How to model LLM components in BaseFortify (so CVEs match)

TL;DR

This is Part 3 in our series on making LLMs safe and compliant in real organisations. In Part 1 we unpacked the EU AI Act’s phased obligations (bans from Feb 2025, GPAI duties from Aug 2025, broad transparency by Aug 2026), and what businesses should prepare. In Part 2 we showed where LLM stacks actually break (Triton, vLLM, Transformers, LangChain) and the LLM-specific mitigations that help. Here in Part 3 we focus on how to model your LLM stack inside BaseFortify using simple, CPE-ish vendor, product, version entries so that when a CVE is published, it automatically becomes a tracked threat on the right node.

Core idea

Building on Part 2’s findings (real-world RCE/DoS in inference servers, unsafe loaders in model toolchains, and injection via retrieval), treat “LLM” as a stack and record each layer as its own component. That means adding the inference runtime, SDKs/libraries, gateway/orchestration, vector/database layer, GPU stack, and OS/container runtime separately so CVE matches are precise.
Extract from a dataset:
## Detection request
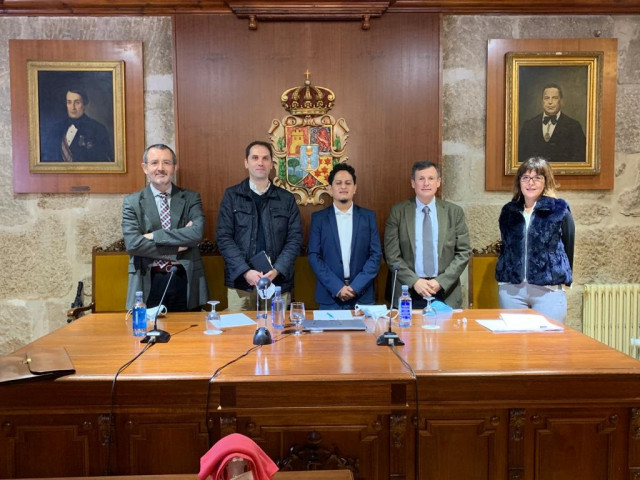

- Inference server/runtime (e.g., nvidia, triton_inference_server; vllm, vllm)
- Frameworks/SDKs (e.g., huggingface, transformers; langchain, langchain)
- Orchestration/gateway (e.g., anyscale, ray; nginx, nginx)
- Vector & database (e.g., milvus, milvus; postgresql, postgresql)
- GPU stack (e.g., nvidia, gpu_display_driver; nvidia, cuda; nvidia, cudnn)
- OS & container runtime (e.g., canonical, ubuntu_linux; docker, docker)

Why this works: CVE feeds typically reference the runtime/server or library names—not “ChatGPT/Claude/DeepSeek”. Modeling the stack ensures BaseFortify can match those CVEs to your environment.

Naming conventions that work (CPE-ish)

- vendor: lowercase, underscores (e.g., nvidia, huggingface, anthropic)
- product: lowercase, underscores (e.g., triton_inference_server, transformers, langchain)
- version: exact semantic or distro version (e.g., 25.07, 4.46.0, 22.04)

Example: nvidia, triton_inference_server, 25.07 — clean, comparable, and easy to update.

A) Self-hosted: a concrete template (Linux node)

A lean baseline that still catches the bulk of LLM-related CVEs; swap vLLM for Triton if that’s your stack.

- canonical, ubuntu_linux, 22.04
- docker, docker, 24.0.7
- nvidia, gpu_display_driver, 550.90.07
- nvidia, cuda, 12.4.0
- vllm, vllm, 0.9.0
- pytorch, pytorch, 2.4.1
- huggingface, transformers, 4.46.0
- nginx, nginx, 1.24.0

Tip: If you run RAG, add your vector DB (e.g., postgresql, postgresql, … or milvus, milvus, …) separately.

B) SaaS LLMs (Anthropic, DeepSeek, OpenAI, etc.)

Model two things: a service placeholder (documents usage; CVEs rarely match there) and the SDK/client library (CVEs may match here).

- anthropic, claude_api_service, 2025-09 | anthropic, anthropic_python_sdk, 0.34.0
- deepseek, deepseek_api_service, 2025-09 | (SDK if used)
- openai, openai_python_sdk, 1.50.0

Rationale: hosted model services seldom get CVEs in NVD, but their SDKs (and your surrounding stack) do. Recording the SDKs ensures threats surface.

C) RAG & file handling components worth tracking

RAG pipelines introduce parsers and tokenizers that process untrusted data; if it’s imported and touches untrusted input, model it.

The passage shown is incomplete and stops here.